Web Hosting Talk : Web Hosting Main Forums : Hosting Security and Technology : Apache Nobody Security Hole

[Alex042]

I think I may have briefly touched on this issue before, but have now found what I was looking for in a brief investigation. One of the things that pushed this investigation was this issue: http://www.webhostingtalk.com/showth...ght=mysql+sock that just affected one of the servers I'm hosted on. Evidentially Apache had removed the required mysql file or more precisely 'nobody' removed the file so no php/mysql page would load and my sites were dead in the water. Fortunately the answer was here on WHT to fix the this issue and my host had given me the necessary rights so I was able to fix the immediate issue and my host followed up on that to secure it.

After some brief testing and some quick code writing following this incident, what I've found is that with 1 line of code, a php script running as nobody can assume whatever rights nobody has so if nobody has rights to remove a file then so can the person running the php script. I was able to create this 1 liner in a matter of seconds. Hosts need to be aware, if not already, that this may be an issue. One possible solution we're testing is chowning some files to root so nobody doesn't have access to change them.

It gets really frustrating when my sites go down because of issues like this so hopefully this fix will be somewhat permanent and we don't have to go through it again.

We already have SUEXEC installed which seems to work ok but I hate to have to recommend PHPEXEC when it seems to have some incompatibilities.

[sigma]

Quote:

Originally posted by Alex042
I think I may have briefly touched on this issue before, but have now found what I was looking for in a brief investigation. One of the things that pushed this investigation was this issue: http://www.webhostingtalk.com/showth...ght=mysql+sock that just affected one of the servers I'm hosted on. Evidentially Apache had removed the required mysql file or more precisely 'nobody' removed the file so no php/mysql page would load and my sites were dead in the water. Fortunately the answer was here on WHT to fix the this issue and my host had given me the necessary rights so I was able to fix the immediate issue and my host followed up on that to secure it.

After some brief testing and some quick code writing following this incident, what I've found is that with 1 line of code, a php script running as nobody can assume whatever rights nobody has so if nobody has rights to remove a file then so can the person running the php script. I was able to create this 1 liner in a matter of seconds. Hosts need to be aware, if not already, that this may be an issue. One possible solution we're testing is chowning some files to root so nobody doesn't have access to change them.

Lots of hosts pretend that user-written scripts can't access anything on the server that Apache can. Hosts don't like to talk about it. Clients don't understand it.
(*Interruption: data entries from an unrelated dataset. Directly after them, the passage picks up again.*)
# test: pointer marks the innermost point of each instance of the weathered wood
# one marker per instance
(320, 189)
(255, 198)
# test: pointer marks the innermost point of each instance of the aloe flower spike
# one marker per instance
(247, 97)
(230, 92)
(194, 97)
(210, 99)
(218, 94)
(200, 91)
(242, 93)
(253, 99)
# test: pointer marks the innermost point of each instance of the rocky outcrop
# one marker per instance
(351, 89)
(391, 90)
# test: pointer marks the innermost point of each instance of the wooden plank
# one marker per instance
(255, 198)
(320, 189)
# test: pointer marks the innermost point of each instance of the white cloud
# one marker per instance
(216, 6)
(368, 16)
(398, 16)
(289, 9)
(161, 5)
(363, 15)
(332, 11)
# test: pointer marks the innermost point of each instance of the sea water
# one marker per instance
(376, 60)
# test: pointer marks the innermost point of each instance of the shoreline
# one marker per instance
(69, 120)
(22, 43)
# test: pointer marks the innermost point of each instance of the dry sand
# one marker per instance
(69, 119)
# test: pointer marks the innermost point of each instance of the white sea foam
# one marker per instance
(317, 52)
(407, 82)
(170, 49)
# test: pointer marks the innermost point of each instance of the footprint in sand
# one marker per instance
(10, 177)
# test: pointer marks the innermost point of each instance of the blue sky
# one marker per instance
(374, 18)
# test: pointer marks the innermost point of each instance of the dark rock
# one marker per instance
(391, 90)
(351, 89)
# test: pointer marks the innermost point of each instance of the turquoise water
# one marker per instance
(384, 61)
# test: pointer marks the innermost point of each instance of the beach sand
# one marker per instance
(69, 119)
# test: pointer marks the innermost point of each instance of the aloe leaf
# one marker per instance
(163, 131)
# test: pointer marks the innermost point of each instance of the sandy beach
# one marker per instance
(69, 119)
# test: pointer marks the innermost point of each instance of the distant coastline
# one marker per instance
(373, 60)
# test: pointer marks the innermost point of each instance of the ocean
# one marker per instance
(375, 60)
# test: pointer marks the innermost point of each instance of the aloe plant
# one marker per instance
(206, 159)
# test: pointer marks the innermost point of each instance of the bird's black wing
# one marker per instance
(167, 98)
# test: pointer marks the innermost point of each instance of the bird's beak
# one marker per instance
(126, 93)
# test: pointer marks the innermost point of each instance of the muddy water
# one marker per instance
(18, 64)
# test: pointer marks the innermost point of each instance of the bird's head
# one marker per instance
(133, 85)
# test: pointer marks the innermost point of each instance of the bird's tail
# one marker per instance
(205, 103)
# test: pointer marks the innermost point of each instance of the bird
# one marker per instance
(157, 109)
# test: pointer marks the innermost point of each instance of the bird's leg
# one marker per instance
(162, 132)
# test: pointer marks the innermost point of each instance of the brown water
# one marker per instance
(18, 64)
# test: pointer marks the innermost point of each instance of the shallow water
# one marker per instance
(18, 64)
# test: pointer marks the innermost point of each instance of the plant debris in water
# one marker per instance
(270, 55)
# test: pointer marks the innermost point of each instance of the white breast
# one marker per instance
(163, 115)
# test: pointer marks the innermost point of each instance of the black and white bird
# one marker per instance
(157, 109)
It's the elephant in the living room.

Having said that, why do you think user nobody was able to remove /tmp/mysql.sock? If /tmp is chmod 1777 and mysql.sock was a symlink made by root, that wouldn't be possible. Certainly it's a bad idea to have *anything* critical to the system be owned by nobody.

Kevin

[i am a]

agreed, it's a known problem (php as nobody) but it can be mitigated with some careful thinking of who owns what.

but yes, definitely no excuse to run the tmp directory without a sticky bit, or to launch mysql as "nobody"

[Alex042]

Quote:

Having said that, why do you think user nobody was able to remove /tmp/mysql.sock? If /tmp is chmod 1777 and mysql.sock was a symlink made by root, that wouldn't be possible. Certainly it's a bad idea to have *anything* critical to the system be owned by nobody.
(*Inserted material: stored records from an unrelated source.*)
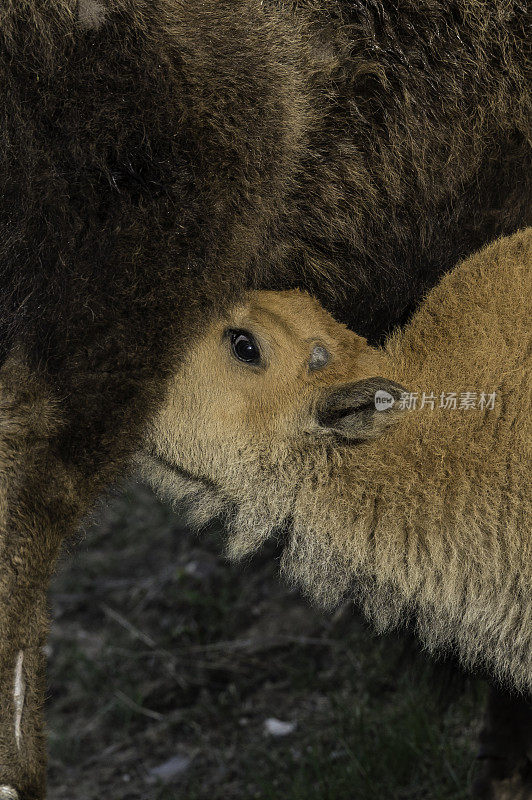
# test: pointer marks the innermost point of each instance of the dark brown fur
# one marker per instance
(159, 157)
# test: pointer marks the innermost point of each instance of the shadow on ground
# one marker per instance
(167, 666)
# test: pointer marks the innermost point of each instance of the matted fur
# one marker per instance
(430, 521)
(158, 158)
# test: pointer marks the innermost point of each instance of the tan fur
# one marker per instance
(431, 520)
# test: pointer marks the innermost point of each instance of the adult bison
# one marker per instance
(158, 157)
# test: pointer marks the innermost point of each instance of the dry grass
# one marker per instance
(161, 649)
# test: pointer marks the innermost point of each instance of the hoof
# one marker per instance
(8, 793)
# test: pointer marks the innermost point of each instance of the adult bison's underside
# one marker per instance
(157, 158)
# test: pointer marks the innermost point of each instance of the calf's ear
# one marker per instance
(361, 410)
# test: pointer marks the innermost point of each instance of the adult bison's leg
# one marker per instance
(505, 749)
(37, 505)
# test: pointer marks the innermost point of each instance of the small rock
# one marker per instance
(169, 769)
(276, 727)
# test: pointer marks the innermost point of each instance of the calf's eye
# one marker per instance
(244, 347)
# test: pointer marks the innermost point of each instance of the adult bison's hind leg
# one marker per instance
(505, 749)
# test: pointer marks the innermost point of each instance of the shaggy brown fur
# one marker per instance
(156, 158)
(423, 513)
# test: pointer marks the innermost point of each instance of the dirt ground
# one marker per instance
(176, 675)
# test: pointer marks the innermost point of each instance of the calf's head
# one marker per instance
(265, 399)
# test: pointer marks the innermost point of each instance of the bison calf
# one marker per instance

I'm not sure why it was owned by nobody but in the reply from my host after it was replaced, he stated that the logs showed it was owned by nobody and that nobody had removed it.

[mpope]

yep, this is a problem with php and nobody owning it... I mean the whole point of the user "nobody" is to allow anyone access to a certain set of scripts which should be non-vital anyway (this could probably be debated )
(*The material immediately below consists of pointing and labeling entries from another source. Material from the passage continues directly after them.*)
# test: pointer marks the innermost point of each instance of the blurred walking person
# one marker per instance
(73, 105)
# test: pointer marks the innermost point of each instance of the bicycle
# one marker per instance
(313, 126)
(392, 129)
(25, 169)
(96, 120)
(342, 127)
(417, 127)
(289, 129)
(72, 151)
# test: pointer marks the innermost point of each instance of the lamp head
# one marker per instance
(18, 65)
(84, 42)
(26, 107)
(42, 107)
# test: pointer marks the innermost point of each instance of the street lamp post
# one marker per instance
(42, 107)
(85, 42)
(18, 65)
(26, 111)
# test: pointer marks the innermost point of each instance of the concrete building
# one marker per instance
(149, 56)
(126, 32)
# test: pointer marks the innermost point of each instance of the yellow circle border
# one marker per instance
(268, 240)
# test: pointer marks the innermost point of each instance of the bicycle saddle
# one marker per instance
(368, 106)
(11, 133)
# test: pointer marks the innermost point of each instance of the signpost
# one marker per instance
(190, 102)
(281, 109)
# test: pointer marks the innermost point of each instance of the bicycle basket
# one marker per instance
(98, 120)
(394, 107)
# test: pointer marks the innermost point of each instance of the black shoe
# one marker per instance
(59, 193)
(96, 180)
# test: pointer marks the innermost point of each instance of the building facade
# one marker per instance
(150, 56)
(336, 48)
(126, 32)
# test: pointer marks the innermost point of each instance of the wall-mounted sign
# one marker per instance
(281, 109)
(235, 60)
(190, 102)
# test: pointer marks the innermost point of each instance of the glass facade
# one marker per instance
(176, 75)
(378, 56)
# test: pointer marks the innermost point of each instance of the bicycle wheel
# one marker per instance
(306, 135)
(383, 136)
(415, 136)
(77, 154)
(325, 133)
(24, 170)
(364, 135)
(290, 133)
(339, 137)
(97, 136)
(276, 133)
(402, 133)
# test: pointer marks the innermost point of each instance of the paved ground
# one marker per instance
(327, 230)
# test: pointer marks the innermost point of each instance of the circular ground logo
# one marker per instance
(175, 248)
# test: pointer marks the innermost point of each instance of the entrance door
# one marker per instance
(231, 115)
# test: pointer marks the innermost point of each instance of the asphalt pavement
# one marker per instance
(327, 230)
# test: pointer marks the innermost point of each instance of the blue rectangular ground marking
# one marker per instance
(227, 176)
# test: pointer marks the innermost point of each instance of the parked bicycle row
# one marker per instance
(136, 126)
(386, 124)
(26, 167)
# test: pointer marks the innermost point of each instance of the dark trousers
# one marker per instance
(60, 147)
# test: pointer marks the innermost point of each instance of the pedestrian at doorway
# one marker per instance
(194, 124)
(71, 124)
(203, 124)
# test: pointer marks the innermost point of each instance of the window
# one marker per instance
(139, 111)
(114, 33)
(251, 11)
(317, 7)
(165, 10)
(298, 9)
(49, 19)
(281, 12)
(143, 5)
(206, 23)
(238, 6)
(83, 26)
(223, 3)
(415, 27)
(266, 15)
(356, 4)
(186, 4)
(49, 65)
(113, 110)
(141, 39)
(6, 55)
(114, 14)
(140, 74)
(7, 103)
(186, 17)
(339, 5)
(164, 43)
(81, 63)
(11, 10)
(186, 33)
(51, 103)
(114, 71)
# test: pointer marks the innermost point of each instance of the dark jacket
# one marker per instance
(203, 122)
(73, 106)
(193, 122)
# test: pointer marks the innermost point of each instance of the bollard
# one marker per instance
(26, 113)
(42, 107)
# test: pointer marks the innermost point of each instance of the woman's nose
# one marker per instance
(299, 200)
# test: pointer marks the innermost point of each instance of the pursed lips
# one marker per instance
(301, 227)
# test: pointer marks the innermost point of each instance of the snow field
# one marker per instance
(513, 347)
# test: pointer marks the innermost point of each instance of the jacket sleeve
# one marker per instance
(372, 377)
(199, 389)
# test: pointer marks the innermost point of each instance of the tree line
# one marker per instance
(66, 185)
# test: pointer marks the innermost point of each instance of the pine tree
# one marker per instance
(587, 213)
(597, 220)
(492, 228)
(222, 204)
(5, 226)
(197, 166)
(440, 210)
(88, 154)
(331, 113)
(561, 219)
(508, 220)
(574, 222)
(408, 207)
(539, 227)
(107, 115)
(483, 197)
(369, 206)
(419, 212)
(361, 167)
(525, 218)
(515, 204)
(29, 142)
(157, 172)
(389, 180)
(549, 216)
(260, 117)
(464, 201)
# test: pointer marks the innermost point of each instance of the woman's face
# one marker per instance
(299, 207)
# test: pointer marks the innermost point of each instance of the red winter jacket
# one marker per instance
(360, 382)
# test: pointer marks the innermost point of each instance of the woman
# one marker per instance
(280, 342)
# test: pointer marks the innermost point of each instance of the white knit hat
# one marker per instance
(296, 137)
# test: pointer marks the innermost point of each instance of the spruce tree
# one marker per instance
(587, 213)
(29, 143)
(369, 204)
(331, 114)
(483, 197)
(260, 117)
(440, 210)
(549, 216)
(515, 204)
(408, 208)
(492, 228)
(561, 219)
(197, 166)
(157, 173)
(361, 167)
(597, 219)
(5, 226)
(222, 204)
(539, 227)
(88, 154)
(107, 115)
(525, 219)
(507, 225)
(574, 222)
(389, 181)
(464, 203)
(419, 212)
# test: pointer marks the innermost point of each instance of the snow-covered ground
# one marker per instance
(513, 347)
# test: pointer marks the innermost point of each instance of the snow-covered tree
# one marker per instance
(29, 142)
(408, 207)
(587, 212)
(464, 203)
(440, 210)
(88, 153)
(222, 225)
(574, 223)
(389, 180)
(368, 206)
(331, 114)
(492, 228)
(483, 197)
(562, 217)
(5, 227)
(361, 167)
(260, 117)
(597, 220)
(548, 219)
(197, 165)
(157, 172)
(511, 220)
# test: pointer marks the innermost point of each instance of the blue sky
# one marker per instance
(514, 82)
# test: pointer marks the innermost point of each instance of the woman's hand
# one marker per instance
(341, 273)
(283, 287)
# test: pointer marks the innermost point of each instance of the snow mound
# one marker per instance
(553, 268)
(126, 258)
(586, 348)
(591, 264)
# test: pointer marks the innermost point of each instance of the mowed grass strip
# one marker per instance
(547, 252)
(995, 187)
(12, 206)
Anyway... mysql.sock shouldn't be owned by nobody... that's pretty much just completely negligent...

[magnafix]

<troll>
mod_php should not be run on a shared system.
</troll>



Seriously though, this is not so much a problem of PHP, but of offering server-side scripting on a shared system, at all... unless you can do chrooted CGI. Numerous threads have debated this topic on WHT over the past year or two.

[chirpy]

<quote>unless you can do chrooted CGI</quote>

Which can give you a false sense of security, it's in no way infallible.

The only realsitic solution in a shared environment is to use SuExec, PHPExec and setup correct *nix file and directory permissions.